Many successful runners use biking, water running, swimming or other sports in their weekly training schedule - this is called cross training. Athletes often find that, rather than inhibit performance in their primary sport, training in others enhances it.
If running is our only exercise, the same muscles are always stressed
Exercise places stress on muscles, which causes them to break down. During rest, they then repair to be stronger. If running is your only exercise, the same muscles are always stressed. This increases the likelihood of pushing it too hard and picking up an injury.
By exercising in other sports you can reduce the likelihood of injury. Flexibility training such as pilates, yoga or a good stretching routine also reduces the chances of injury, as you develop a wider range of motion.
If you vary your sports, you'll use different muscles and achieve a more balanced overall fitness. For example, instead of a gentle running session after an intense speed work out, half an hour swimming will give an aerobic workout, reduce stress on legs and improve torso and upper body conditioning.
Strengthening areas other than legs can improve your running performance, too. For example, a strong upper body will carry over to a more powerful running action. Improving core (torso) strength with activities such as circuits and aerobic classes will help to improve stability.
Add variety to your training program and reduce boredom
Training in more than one sport not only reduces stress and gives more rounded fitness but is great for motivation.
Because of the variety of activities, there is less of a routine to training, which alleviates boredom and increases motivation.
In addition, when training for longer distance events, incorporating less stressful activities such as cycling is a good way to add low-impact, long aerobic sessions.
How should I choose my additional activities?
It's important to choose a sport that complements your running training. A priority is to give the legs and body less strenuous wear and tear. Sports such as swimming, rowing and biking all give good cardiovascular benefits without having to be overly strenuous.
Some sports pose a high risk of injury, such as contact sports like soccer and rugby, sports which involve a lot of twisting and turning such as squash and extreme sports. Such sports should not necessarily be totally avoided, but you should be aware that if an injury occurs while participating in them, it could set back any progress you are making with your running training.
Cross training when injured
If you have an injury this may be the ideal time to start cross training
While some injuries require a total break from any exercise, others only require total rest from running - particularly high intensity, strenuous running.
At this time it's useful to find an alternative activity which, so long as it does not aggravate the injury, you can substitute for running workouts - an ideal time to start cross training.
For instance, it's possible to maintain a very high level of cardiovascular fitness by using a rowing machine at a gym. Other activities such as biking or swimming may be equally good substitutes. When substituting an activity for running it is best to substitute time rather than distance.
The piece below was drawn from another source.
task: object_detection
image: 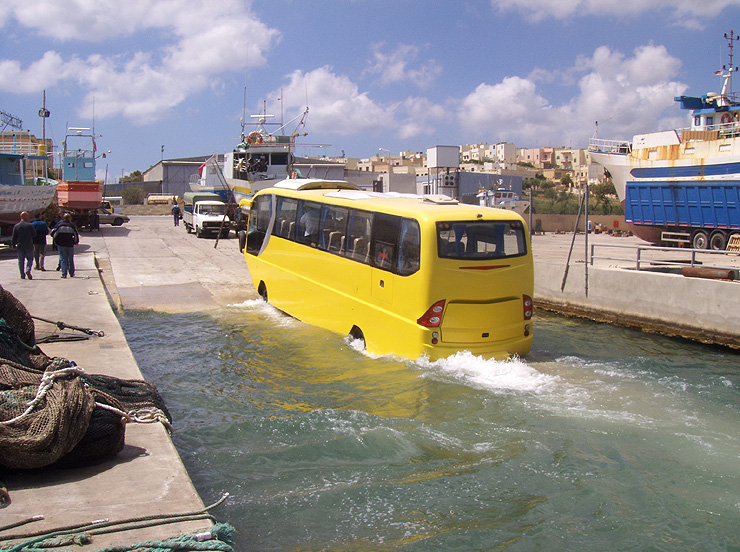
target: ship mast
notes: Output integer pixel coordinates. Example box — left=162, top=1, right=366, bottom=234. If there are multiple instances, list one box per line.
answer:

For example, if it is impossible to do speed-work with the injury then transfer the workout to another activity. For instance if the workout intended was 10 x 400m sprints, then do 10 hard rows for the time it would take you to do a 400m sprint. Recovery time would be the same as it would be for the running session. A similar approach could be taken to a swimming session. This way you will maintain fitness while allowing time for the injury to recover.
Here's an example of a weekly rowing training programme that you could follow if laid-off from running:
Example weekly rowing training program
Steady row for 30 minutes followed by 10 minutes alternative activity (e.g. cross country ski machine) at steady pace
Row 1 hour, alternating pace for variation.
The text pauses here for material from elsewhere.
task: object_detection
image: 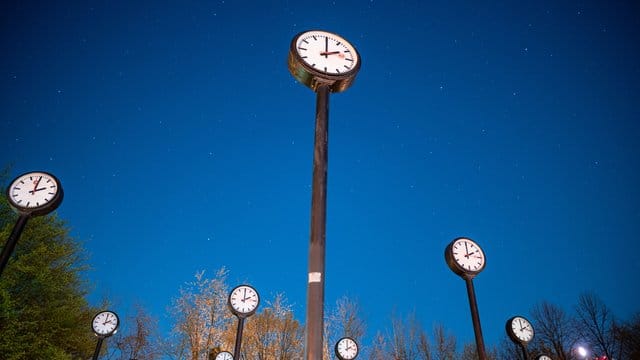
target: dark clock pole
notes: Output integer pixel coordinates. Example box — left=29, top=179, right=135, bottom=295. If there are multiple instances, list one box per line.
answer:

- Warm up with 10 minutes relaxed (or 'easy') rowing.
- Then 6 x 500m hard effort (should take 1 to 2 minutes).
- Recover by easy rowing for the same time as hard rowing.
- Cool down with 10 minutes easy rowing.
- Warm up with 10 minutes easy rowing.
- Then 2 x 10 minutes hard effort.
- Recover with 5 minutes easy rowing between.
- Cool down with 5 - 10 minutes easy rowing.
Swim, yoga, pilates or another similar low impact activity.
Introducing cross training to a running training plan
- Steady row for 1 hour, include 10 x 250m (up to a minute) hard rowing during it.
- Recover with one minute easy rowing between the hard rowing.
substitute the relaxed recovery runs for cross training and carry on with speed-work and long steady runs
If incorporating an alternative activity, it's best to substitute the relaxed recovery runs that you do after a hard session and carry on with the speed-work and long steady runs.
For example, substitute a 30-min recovery run with cycling or another activity carried out at the same intensity as you would have done the recovery run.
Swimming is an exception to this rule as it exercises the legs a lot less, so it is possible to work quite hard in the pool and still enable the legs to recover.